Published in final edited form as: Bone. 2013 Apr 16;55(2):288–291. doi: 10.1016/j.bone.2013.04.006

EFFECT OF AGE ON MECHANICAL PROPERTIES OF THE COLLAGEN PHASE IN DIFFERENT ORIENTATIONS OF HUMAN CORTICAL BONE

Huijie Leng 1, Michael J Reyes 2, Neil X Dong 3, Xiaodu Wang 2
PMCID: PMC3679220  NIHMSID: NIHMS469167  PMID: 23598045

Abstract

The collagen phase plays an important role in mechanical behaviors of cortical bone. However, aging effects on the mechanical behavior of the collagen phase is still poorly understood. In this study, micro-tensile tests were performed on demineralized human cortical bone samples from young, middle-aged, and elderly donors and aging effects on the mechanical properties of the collagen phase in different orientations (i.e. longitudinal and transverse directions of bone) were examined. The results of this study indicated that the elastic modulus and ultimate strength of the demineralized bone specimens decreased with aging in both the longitudinal and transverse orientations. However, the failure strain exhibited no significant changes in both orientations regardless of aging. These results suggest that the stiffness and strength of the collagen phase in bone are deteriorated with aging in both longitudinal and transverse directions. However, the aging effect is not reflected in the failure strain of the collagen phase in both longitudinal and transverse orientations, implying that the maximum sustainable deformation of the collagen phase is independent of aging and orientation.

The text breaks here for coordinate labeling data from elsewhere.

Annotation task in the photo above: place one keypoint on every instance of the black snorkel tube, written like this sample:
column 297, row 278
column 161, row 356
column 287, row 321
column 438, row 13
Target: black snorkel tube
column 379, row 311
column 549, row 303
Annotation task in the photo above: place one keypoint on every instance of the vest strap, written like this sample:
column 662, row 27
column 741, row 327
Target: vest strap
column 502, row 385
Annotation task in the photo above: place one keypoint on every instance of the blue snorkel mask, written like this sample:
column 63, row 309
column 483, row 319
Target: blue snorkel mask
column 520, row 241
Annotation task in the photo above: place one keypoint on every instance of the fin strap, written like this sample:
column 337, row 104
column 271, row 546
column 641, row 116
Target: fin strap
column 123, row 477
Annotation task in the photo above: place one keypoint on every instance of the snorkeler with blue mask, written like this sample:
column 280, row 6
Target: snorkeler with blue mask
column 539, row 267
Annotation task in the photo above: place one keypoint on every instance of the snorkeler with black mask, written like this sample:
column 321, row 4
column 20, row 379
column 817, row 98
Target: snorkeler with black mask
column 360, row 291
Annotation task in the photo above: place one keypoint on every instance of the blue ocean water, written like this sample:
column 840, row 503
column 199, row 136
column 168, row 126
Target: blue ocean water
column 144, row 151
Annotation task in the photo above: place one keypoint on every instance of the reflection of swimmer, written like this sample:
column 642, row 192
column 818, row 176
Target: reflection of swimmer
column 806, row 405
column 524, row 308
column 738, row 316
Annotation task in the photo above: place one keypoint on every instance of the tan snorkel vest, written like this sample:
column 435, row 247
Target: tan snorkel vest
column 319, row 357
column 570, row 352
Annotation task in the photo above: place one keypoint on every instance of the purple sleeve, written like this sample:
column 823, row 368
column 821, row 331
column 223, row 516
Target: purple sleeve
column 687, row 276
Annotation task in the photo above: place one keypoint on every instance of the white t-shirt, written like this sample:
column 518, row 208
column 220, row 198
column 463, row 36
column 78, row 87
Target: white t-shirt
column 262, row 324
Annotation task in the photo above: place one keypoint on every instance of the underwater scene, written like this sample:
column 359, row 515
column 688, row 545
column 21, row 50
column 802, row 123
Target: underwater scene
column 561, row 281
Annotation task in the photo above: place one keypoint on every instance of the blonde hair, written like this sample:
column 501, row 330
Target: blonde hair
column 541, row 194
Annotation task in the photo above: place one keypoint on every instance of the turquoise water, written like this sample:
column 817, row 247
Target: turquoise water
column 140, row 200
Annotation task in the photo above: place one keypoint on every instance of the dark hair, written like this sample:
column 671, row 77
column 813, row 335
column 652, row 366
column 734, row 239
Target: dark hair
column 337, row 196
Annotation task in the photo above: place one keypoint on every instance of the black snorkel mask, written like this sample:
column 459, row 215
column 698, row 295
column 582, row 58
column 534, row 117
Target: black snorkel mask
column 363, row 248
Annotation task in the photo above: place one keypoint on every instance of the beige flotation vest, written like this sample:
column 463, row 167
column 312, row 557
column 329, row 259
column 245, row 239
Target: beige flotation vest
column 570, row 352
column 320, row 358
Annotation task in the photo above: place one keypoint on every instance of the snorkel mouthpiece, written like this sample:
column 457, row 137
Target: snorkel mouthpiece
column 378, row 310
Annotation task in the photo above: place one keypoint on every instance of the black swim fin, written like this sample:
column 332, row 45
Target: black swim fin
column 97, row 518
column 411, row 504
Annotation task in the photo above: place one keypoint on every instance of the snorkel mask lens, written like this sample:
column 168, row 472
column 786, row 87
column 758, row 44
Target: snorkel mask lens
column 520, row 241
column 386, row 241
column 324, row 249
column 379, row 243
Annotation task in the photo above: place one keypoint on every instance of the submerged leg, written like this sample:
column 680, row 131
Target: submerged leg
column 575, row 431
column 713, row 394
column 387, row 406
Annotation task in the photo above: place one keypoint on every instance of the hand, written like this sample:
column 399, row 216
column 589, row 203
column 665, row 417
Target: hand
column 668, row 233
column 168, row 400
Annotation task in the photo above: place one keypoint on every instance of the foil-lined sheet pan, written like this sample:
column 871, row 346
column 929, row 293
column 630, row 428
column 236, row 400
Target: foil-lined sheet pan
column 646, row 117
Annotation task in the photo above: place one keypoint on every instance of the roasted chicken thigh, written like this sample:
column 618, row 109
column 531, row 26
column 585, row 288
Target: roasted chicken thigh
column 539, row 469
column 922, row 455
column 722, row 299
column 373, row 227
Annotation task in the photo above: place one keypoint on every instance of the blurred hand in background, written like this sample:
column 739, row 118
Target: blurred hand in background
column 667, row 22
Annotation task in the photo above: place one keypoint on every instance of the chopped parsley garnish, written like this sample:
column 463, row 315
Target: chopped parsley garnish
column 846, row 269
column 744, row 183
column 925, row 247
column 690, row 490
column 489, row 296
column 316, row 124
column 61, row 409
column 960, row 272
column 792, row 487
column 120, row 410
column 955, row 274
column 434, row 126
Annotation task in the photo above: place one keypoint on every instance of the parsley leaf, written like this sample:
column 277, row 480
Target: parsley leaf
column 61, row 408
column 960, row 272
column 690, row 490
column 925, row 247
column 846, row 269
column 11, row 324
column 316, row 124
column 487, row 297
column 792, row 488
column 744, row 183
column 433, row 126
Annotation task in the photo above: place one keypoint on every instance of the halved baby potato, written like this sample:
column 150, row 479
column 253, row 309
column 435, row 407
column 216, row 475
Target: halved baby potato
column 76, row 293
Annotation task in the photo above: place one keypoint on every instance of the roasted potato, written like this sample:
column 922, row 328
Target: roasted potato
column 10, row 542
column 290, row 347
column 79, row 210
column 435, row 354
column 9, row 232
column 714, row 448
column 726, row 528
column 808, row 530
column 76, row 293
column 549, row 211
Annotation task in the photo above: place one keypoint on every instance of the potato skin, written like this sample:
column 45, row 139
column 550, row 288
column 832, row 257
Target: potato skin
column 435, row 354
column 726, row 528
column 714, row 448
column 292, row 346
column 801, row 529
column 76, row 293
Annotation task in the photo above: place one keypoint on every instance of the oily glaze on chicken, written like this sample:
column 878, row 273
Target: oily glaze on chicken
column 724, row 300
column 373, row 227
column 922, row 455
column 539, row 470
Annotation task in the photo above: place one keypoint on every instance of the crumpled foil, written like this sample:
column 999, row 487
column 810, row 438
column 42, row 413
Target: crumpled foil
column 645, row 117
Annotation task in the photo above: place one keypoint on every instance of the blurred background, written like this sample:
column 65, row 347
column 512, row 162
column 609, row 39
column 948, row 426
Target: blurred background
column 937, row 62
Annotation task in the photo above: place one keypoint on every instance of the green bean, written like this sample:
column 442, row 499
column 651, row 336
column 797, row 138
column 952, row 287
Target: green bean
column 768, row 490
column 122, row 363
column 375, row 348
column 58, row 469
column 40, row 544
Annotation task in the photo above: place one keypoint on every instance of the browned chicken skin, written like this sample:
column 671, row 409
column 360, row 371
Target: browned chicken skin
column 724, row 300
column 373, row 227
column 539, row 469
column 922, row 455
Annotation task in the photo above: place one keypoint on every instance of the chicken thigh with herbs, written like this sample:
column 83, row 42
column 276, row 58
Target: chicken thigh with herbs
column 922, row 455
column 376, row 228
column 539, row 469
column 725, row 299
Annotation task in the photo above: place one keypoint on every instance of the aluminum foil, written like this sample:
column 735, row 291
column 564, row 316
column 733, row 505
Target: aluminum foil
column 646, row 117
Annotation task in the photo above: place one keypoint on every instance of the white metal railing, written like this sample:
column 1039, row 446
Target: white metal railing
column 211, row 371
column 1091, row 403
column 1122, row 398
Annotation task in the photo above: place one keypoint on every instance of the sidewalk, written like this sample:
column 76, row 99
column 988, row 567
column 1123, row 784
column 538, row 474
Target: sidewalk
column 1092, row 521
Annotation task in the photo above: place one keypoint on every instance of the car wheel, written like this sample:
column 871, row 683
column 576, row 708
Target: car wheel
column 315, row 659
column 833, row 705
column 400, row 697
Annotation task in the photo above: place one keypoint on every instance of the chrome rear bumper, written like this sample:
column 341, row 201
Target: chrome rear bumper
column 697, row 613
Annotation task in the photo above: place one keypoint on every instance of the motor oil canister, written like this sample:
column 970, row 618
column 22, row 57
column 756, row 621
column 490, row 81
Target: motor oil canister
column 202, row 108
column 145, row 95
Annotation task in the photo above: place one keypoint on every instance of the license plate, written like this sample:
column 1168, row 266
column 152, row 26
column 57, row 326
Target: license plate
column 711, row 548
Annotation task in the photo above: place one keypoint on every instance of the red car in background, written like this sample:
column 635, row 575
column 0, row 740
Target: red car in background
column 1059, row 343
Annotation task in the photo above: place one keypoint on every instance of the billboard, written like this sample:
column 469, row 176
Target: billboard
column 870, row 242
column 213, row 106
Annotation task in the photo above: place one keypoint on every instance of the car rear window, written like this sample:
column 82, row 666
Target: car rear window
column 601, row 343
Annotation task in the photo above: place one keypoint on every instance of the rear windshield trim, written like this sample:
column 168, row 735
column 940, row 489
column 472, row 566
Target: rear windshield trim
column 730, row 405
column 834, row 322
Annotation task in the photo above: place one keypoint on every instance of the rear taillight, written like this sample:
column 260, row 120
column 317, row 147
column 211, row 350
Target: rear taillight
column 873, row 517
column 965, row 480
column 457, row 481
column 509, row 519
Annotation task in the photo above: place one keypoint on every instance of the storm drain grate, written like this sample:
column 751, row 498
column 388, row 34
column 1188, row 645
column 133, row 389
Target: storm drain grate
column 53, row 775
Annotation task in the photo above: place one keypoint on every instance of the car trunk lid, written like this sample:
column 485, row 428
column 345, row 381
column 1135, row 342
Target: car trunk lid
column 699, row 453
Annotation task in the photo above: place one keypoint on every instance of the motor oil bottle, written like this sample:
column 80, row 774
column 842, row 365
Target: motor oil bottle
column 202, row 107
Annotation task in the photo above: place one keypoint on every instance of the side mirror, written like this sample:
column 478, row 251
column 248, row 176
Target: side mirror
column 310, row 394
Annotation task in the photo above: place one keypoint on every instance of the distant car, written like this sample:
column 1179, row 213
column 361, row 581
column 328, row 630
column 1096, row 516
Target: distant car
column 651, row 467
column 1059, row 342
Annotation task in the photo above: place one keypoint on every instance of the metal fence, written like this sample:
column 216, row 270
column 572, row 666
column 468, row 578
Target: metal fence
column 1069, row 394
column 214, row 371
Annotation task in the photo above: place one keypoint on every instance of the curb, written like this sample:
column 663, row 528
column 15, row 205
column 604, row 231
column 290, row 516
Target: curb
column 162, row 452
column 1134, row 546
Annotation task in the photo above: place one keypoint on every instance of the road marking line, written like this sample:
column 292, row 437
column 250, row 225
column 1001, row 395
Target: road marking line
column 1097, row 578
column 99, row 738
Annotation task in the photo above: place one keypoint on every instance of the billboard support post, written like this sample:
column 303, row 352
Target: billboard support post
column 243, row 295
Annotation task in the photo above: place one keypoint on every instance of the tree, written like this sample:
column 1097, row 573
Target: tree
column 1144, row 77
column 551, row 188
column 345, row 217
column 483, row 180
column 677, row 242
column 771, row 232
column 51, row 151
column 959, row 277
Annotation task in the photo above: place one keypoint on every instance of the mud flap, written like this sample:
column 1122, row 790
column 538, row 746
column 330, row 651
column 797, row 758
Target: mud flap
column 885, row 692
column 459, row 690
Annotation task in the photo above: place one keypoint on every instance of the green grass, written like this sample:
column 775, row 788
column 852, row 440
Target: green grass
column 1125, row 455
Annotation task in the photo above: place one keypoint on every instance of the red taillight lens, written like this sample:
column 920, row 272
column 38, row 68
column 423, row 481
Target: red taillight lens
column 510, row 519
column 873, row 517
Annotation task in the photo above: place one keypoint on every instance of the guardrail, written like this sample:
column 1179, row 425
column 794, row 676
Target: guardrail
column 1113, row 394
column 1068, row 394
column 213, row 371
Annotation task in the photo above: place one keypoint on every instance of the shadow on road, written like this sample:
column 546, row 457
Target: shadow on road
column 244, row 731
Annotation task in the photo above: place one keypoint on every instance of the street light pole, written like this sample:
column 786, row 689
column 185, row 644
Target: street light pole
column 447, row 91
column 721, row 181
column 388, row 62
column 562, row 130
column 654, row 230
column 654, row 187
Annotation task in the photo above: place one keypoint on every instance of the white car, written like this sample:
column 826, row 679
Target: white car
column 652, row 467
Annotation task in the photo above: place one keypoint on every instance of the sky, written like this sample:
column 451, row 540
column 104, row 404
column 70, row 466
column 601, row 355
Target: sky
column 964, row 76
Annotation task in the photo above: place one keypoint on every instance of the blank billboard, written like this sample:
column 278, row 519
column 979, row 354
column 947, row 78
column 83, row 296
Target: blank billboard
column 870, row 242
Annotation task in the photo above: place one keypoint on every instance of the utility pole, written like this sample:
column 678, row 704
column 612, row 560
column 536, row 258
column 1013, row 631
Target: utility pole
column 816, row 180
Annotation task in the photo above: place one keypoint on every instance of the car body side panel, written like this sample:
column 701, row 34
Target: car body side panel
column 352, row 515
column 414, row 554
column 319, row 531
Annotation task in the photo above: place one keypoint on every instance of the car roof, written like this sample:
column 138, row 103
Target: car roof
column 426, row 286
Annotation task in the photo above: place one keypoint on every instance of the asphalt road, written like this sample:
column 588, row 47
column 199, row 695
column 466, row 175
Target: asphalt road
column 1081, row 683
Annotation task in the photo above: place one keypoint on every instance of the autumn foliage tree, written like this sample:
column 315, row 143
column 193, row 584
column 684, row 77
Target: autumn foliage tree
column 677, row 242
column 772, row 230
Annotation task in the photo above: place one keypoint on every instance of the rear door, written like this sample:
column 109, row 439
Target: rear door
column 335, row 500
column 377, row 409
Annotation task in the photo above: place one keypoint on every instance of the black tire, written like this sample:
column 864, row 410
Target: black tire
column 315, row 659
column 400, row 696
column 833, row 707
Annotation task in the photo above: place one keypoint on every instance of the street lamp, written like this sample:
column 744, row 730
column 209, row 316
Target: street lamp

Keywords: Bone, collagen, orientation, aging, strength, failure strain

INTRODUCTION

Bone is a composite material consisting of collagen fibrils, mineral phase, and water [1]. Changes in each of the constituents may inflict significant effects on the fragility of bone. Among them, the mineral phase with greater elastic modulus (~100GPa) imparts rigidity to bone and makes bone behave anisotropically due to the anisotropic nature and uneven distribution of mineral crystals in different orientations [2]. In the past, the effect of the mineral phase in bone was mainly considered when studying the age-related degradation of bone mechanical properties, such as bone mass loss and the decreased bone mineral density [3, 4]. However, recent studies have found that the collagen phase may also play a significant role in the mechanical behavior of bone [510].

It has been reported that aging has significant effects on mechanical properties of the collagen phase in cortical bone [9]. Experimental evidence shows that the collagen phase maintains a preferentially organized arrangement of collagen fibrils in healthy bones, but somehow altered in unhealthy tissues [11, 12]. Also observed is that the ultimate strength of the collagen network in dentin varies with loading orientations [13]. Since human cortical bone undertakes different loading modes at distinct anatomic locations during daily activities, collagen fibrils at the locations may have different preferred orientations [14, 15]. However, it is still not clear whether the aging effect on the mechanical behavior of the collagen phase is orientation-dependent.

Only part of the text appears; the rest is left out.